Vite 8.0 の安定版リリース。従来は開発時の高速変換に esbuild、本番のバンドルと最適化に Rollup を併用していたが、Rust 製の Rolldown を単一のバンドラーとして採用する構成への移行が完了。公式ではベンチマークで Rollup 比約 10〜30 倍の速度をうたい、既存の Rollup 互換プラグイン API を維持するため多くの Vite プラグインがそのまま動作する想定。esbuild と Rollup を二系統で抱えていた際の変換パイプラインのずれや接着コードの肥大化を、一つのバンドラーに集約して抑える方向性。

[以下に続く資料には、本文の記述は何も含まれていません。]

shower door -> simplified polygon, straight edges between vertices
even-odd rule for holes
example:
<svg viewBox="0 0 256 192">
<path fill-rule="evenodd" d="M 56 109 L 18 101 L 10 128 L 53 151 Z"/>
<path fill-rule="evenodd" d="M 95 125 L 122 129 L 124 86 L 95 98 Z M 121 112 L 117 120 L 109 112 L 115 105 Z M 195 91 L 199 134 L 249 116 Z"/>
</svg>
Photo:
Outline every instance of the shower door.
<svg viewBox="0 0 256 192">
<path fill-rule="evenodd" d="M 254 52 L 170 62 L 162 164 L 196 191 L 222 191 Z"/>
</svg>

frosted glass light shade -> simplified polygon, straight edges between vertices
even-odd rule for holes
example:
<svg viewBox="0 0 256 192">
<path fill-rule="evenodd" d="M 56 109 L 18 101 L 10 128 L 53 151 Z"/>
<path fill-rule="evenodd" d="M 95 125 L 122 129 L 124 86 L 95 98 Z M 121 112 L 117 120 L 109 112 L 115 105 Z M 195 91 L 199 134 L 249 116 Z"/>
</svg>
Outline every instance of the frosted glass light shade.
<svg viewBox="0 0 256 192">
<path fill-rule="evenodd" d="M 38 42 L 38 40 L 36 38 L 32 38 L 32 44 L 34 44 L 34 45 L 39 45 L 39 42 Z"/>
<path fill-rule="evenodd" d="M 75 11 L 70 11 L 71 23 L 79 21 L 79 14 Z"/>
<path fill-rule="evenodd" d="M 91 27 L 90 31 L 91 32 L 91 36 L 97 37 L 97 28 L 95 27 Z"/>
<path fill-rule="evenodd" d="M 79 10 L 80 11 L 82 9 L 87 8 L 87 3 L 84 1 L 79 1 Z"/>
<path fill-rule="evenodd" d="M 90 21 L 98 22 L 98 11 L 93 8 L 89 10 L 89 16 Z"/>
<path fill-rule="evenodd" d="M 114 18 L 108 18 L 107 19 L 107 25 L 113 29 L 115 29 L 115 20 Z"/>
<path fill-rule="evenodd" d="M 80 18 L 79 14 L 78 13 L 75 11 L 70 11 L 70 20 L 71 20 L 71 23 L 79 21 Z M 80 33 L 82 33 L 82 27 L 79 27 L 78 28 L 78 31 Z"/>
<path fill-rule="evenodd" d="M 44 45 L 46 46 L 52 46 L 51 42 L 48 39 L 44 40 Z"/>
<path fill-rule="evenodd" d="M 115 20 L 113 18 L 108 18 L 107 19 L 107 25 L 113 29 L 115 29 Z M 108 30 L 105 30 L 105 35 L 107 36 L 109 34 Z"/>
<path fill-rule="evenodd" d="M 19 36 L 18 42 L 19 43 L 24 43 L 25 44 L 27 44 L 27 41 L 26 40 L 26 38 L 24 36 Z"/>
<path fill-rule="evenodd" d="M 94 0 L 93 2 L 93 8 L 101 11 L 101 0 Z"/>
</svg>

エコシステム面では、増え続けるプラグインを探しやすくする registry.vite.dev を新設。Vite・Rolldown・Rollup 向けのエントリを npm から日次で取り込む検索用ディレクトリ。

#主要な変更点

  • Rolldown 統合に加え、devtools オプションで Vite Devtools を有効化可能。開発サーバーからプロジェクトのデバッグ・分析向け UI へアクセス。
  • TypeScript の path alias を resolve.tsconfigPathstrue にすることでビルトイン解決。公式ではわずかなパフォーマンスコストがありデフォルトは無効。
  • TypeScript の emitDecoratorMetadata を外部プラグインなしで自動サポート。
  • SSR 環境で .wasm?init インポートをサポートし、WebAssembly をサーバー側でも利用可能に。
  • 開発時にブラウザのコンソール出力を CLI へ転送する server.forwardConsole。コーディングエージェント利用時などに CLI 側でクライアントのランタイムエラーを確認しやすくなる設定。エージェント検出時は自動で有効化。
  • 同時リリースの @vitejs/plugin-react v6 は React Refresh に Oxc を利用し、デフォルト構成から Babel 依存を除去。React Compiler が必要な場合は reactCompilerPreset@rolldown/plugin-babel による明示的オプトイン。v5 も Vite 8 で引き続き利用可能。

#留意事項

  • 単体パッケージのインストールサイズは Vite 7 単体と比較しておおよそ 15 MB 増。うち約 10 MB はこれまでオプションの peer だった lightningcss が通常依存になったこと、約 5 MB は Rolldown バイナリが esbuild と Rollup の合計より大きいこと(速度優先の実装との説明)による。
  • 多くのプロジェクトでは、既存の esbuild および rollupOptions を Rolldown と Oxc 向けに自動変換する互換レイヤーにより設定変更なしで移行可能。大規模または複雑なコードベース向けには、先に Vite 7 上で viterolldown-vite に差し替えて Rolldown 固有の問題を切り分け、その後 Vite 8 へ上げる二段階移行を推奨。